Prominent tree chopped down by council outside Sheffield Cathedral was infected
A prominent tree that was chopped down in the city centre this week was infected with ash dieback fungus.
Environmental crews from the City Council were out with chainsaws on Tuesday afternoon to cut down the tree in front of Sheffield Cathedral, at the corner or East Parade and Church Street.
An application to fell the tree that was put to the council in July reports the tree had been infected with ash dieback, a fungal disease that causes leaf loss.
The tree was felled out of concerns the disease could spread to two other ash trees in the vicinity of the cathedral if it was not cut down.

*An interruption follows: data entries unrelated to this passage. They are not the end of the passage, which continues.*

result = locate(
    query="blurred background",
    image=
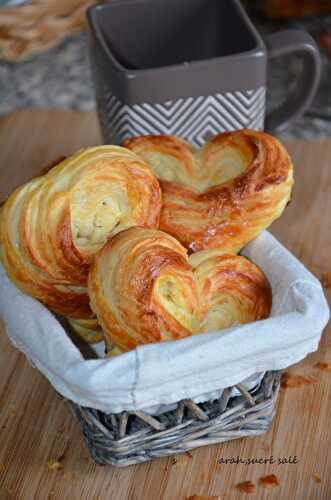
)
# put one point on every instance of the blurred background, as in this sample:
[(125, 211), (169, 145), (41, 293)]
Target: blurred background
[(44, 56)]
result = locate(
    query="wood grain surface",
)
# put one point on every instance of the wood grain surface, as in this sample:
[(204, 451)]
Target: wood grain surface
[(36, 426)]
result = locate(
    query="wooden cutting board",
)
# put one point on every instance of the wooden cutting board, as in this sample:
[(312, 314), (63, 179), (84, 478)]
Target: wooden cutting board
[(35, 425)]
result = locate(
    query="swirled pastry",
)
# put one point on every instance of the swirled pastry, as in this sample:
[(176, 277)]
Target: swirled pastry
[(51, 227), (223, 195), (88, 330), (144, 288)]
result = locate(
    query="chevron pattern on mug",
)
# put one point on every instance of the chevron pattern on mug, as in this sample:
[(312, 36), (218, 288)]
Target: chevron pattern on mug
[(194, 118)]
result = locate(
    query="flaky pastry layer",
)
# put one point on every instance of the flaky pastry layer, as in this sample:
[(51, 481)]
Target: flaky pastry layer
[(223, 195), (51, 227)]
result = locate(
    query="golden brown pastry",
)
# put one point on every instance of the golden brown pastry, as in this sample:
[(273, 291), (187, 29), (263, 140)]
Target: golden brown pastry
[(223, 195), (51, 227), (144, 288)]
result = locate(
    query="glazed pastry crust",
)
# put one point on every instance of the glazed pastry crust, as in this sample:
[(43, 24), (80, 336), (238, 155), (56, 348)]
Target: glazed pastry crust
[(144, 288), (223, 195), (51, 227)]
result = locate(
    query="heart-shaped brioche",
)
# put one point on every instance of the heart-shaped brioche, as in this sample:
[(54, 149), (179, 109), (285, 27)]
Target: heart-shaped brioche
[(223, 195), (144, 288), (51, 227)]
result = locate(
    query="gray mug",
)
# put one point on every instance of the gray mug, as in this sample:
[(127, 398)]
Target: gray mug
[(191, 68)]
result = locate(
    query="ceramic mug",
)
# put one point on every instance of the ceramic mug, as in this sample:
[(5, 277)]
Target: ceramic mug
[(190, 68)]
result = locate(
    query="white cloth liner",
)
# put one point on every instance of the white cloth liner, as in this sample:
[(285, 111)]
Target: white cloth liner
[(197, 367)]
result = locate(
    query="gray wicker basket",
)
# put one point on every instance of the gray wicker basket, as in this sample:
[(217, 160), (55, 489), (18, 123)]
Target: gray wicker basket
[(129, 438)]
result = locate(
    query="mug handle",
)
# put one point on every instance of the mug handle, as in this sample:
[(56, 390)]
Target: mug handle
[(287, 42)]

The report by community tree officer Leonie Kapadia reads: “The tree is now significantly affected, with many dead twigs and smaller branches. It has only 40 per cent of a normal healthy canopy.
“We would aim to plant a replacement in this location, however the Cathedral has strict rules in place regarding soil disturbance, requiring the presence of an archaeologist etc and we are not yet sure whether it is possible to grind out the stump of the existing tree following removal.”
Another report reads: “The tree is located in a busy area and if it were to fall or lose large branches there is the possibility of significant damage or harm being caused.”
Ash dieback can potentially spread to other trees if fallen leaves from an infected ash are not cleared away.
The cut down tree was inside the City Centre Conservation Area.